While making an investment decision or while accepting or rejecting any bet, the important question to ask always is – “What’s the alternative?”
Warren Buffett, in his 2014 letter to shareholders, wrote…
We will never play financial Russian roulette with the funds you’ve entrusted to us, even if the metaphorical gun has 100 chambers and only one bullet. In our view, it is madness to risk losing what you need in pursuing what you simply desire.
Russian roulette is a game where the player is given the option to take a revolver, having only one bullet, put it on his own head and pull the trigger. If he survives, he stands to win a huge sum, say US$ 10 million. What’s the expected payoff for such bet?

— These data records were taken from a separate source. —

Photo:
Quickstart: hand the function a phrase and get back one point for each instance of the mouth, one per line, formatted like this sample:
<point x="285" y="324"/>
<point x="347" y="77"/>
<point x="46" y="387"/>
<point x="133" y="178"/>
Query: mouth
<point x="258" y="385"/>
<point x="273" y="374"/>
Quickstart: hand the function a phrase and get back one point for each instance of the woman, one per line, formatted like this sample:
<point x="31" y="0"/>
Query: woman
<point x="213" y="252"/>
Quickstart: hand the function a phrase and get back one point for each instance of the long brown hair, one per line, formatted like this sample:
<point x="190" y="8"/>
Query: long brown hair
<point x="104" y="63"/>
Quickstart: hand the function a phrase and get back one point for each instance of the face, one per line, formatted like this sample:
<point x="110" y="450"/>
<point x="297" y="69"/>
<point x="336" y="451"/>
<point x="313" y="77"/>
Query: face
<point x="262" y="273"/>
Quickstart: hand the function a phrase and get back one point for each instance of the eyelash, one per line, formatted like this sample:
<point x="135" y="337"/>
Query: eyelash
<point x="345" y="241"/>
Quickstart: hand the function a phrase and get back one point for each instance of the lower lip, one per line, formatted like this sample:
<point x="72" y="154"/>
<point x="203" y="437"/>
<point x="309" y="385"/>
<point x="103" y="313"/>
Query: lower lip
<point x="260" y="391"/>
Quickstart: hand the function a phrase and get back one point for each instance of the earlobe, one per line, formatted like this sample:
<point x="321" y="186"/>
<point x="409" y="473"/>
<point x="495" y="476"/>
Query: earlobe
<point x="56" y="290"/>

In this game, the probability of surviving is 5/6 (assuming 6 chambers in the revolver) and the upside is US$ 10 million. Whereas probability of encountering the bullet is 1/6 and outcome of this event is the loss of one’s life. You can’t really calculate the expected payoff in this case for how do you put a loss amount on death? I guess it’s infinite.
So even if the payoff were to be in billions and even if the revolver had not six but 1000 chambers with only a single bullet, you still can’t calculate the expected value since the downside is infinite. Buffett was implying that if the downside of a bet is unacceptable to you, no matter how low the probability, you shouldn’t accept the bet.